For a discussion about the heightened significance attributed to the sense of smell in Talmudic literature, and some insight into why smell is the most appropriate metaphor, please see

A salute to the Kli Yakar: I believe his Yahrtzeit is around now. In any other generation, he would have been the Gadol Hador in Drush. He, however, had the misfortune of living next door to the Maharal.


  1. I found your d'var torah extremely interesting! Thank you for writing.
    I also ask if you know a source which lists all of the instances of shira in Tanach as I am learning about this with my daughter for her Bas Mitzvah dvar torah (she was born on Shabbos Shira and thus has the middle name "Shira," so we are learning about the concept of shira.)

    Thanks again

  2. Thank you! Happy birthday and Mazal tov to you and your daughter.

    I don’t remember any source that lists the many instances of Shira in Tanach. But you might be able to use the Gemara in Berachos 10a about the five experiences that inspired David Hamelech to say Shirah, and Pesachim 117a, about how, for David Hamelech, sometimes divine revelation inspired Shirah, and sometimes Shira inspired divine revelation. In that Gemara, Shirah refers to "simcha shel mitzvah," the joy that comes from our relationship with Hashem.

  3. Thank you, for this wonderful dvar torah. It is quite obvious that you were affected by the "avira d'ertez yisroel"

  4. Thank you. Knowing that I will get honest reactions here, both positive and negative, is a great motivator for critical self-examination and, inevitably, rewriting. Fortunately or unfortunately, my wife almost always compliments my work.

  5. Thank you for the mekoros, I will check them out. I found out that there are 10 shiros and they are discussed in the midrash at the beginning of Shir HaShirim

  6. Ms. Tova- I have to look at the Medrash. Nice source. If you could send a brief outline of the drasha to my address, I would appreciate it. I'm a little short in the Bas Mitzvah drasha department.

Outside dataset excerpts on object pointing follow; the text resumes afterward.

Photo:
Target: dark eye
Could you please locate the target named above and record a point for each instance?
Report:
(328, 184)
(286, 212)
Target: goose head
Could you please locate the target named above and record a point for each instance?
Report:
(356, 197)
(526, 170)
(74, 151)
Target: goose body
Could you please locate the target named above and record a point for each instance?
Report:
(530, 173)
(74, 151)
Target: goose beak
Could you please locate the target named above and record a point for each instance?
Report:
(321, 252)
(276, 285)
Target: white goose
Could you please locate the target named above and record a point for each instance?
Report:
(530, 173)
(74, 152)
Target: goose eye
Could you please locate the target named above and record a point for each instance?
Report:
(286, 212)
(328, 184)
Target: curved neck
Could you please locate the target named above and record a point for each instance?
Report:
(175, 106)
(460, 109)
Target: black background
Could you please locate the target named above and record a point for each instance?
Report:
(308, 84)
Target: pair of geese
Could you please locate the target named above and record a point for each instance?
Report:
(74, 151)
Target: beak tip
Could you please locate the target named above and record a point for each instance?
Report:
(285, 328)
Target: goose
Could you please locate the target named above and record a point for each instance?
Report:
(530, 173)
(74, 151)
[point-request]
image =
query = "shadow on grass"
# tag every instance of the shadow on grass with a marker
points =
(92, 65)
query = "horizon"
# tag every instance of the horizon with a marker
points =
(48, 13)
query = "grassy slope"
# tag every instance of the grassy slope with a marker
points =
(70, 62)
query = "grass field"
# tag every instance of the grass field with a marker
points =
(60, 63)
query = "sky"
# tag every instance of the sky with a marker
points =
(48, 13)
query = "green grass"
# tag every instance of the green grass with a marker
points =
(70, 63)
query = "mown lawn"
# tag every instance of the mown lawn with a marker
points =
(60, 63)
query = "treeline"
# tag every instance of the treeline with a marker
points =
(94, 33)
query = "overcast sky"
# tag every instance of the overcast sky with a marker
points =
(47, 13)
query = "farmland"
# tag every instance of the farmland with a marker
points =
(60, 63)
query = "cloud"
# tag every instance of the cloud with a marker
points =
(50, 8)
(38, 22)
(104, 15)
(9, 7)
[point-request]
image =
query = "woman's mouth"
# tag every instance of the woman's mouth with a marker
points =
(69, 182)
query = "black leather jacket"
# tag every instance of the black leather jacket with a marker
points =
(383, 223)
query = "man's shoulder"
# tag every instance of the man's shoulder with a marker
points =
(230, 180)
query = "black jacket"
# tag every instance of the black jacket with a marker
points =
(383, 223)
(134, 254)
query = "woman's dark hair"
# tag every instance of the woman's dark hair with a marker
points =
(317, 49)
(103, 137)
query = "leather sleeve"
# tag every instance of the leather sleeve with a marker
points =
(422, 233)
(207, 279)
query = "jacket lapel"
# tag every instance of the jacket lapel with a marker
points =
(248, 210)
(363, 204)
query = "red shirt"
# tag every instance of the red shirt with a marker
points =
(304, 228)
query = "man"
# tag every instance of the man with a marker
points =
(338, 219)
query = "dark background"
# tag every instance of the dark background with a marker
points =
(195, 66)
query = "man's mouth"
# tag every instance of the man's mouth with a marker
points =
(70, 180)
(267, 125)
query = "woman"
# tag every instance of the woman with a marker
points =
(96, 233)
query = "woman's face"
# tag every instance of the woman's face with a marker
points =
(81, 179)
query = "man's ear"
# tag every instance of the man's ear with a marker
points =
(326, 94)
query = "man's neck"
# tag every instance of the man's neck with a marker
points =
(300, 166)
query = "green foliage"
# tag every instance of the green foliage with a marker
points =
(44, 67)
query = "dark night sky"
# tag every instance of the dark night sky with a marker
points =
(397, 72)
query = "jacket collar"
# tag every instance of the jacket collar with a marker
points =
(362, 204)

    Thinking about the Gemara in Brachos 10, it seems to me that the things that inspired David Hamelech were, using some license, the following.
    1. The congruence of pure spirituality and the human form;
    2. The perfection of the laws of nature;
    3. The purity of a mother's love;
    4. That evil plants the seeds of its own destruction; and
    5. The time that our souls rejoin the flowing spring from which they came.